Naval History and Heritage Command

Naval History and Heritage Command

Commander William R. Sayles, United States Naval Attaché in Paris, to Vice Admiral William S. Sims, Commander, United States Naval Forces Operating in European Waters

 

Cablegram Received: 9th August 1917.

Origin  Sayles, Paris        

VIA: Sigcode                               Date No. 21008

Copies to Pay Inspector Tobey & Lt. Comdr. Babcock1 File No 31/2/1          

Action referred to: Commander Long2

Alusna, London.

     This cable for Admiral Sims reference, S.S. CAMPANIA3 surrendered through lack of ammunition. The Captain of the ship, the Chief Gunner’s Mate Delaney4 and four enlisted men were made prisoners; their names are not yet known. Later on the submarine was attacked by a French patrol ship, but escaped. Recommend immediate increase of ammunition allowances on board merchant vessels also establishment of reserve magazines as soon as possible at Marseilles and Le Havre.5

21008

SAYLES.

Source Note: Cy, DNA, RG 45, Entry 517B. In the upper left-hand corner is the notation “Subject Copy.”

Footnote 1: Sims’ aides Eugene C. Tobey and John V. Babcock.

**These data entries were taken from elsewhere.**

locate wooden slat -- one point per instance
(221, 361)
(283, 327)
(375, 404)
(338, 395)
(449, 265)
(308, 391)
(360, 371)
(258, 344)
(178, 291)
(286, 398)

Footnote 2: Byron A. Long, who dealt with issues related to convoys and merchant ships.

Footnote 3: In a 29 August report on the sinking of Campana, there is an account of the fight with the German U-boat. Campana was a tanker owned by Standard Oil and captain by Alfred Oliver. It was attacked after it had discharged its cargo of engine oil at La Pallice, France, and while en route to Huelva, Spain. DNA, RG 45, Entry 517B, Area X.

Footnote 4: Chief Gunner’s Mate James Delaney commanded the twelve-man Armed Guard detachment on the ship.

Footnote 5: In the report on the action, the ship’s coxswain wrote that the captain ordered the ship to be abandoned while there was still ten rounds (of the thirty rounds carried on the ship) remaining. The reason given for this decision was that the submarine’s guns “clearly outranged” the guns on Campana. A second report by a member of the Armed Guard reports that the Armed Guard expended all its ammunition but adds that the order to evacuate was given when there were five rounds remaining. The crew and Armed Guard were taken prisoner while they were in lifeboats. The German U-boat captain said he had orders to take prisoner “all” American gunners but as “he had insufficient room and supplies” he took only the ship’s captain and five gunners, which he seemingly chose at random because the Americans refused to say who commanded the Armed Guard detachment. The report, prepared by the ship’s coxswain, does not mention a shortage of ammunition as the reason for abandoning the vessel although, as noted above, the report by the Armed Guard gunner does say that the vessel expended its supply of ammunition, though he does not give that as the reason they abandoned ship. Ibid. The solution may have been the “small establishment at Paulliac” that Sims recommended be built in his cable to OpNav of 7 August. See: Sims to the Office of the Chief of Naval Operations, 7 August 1917.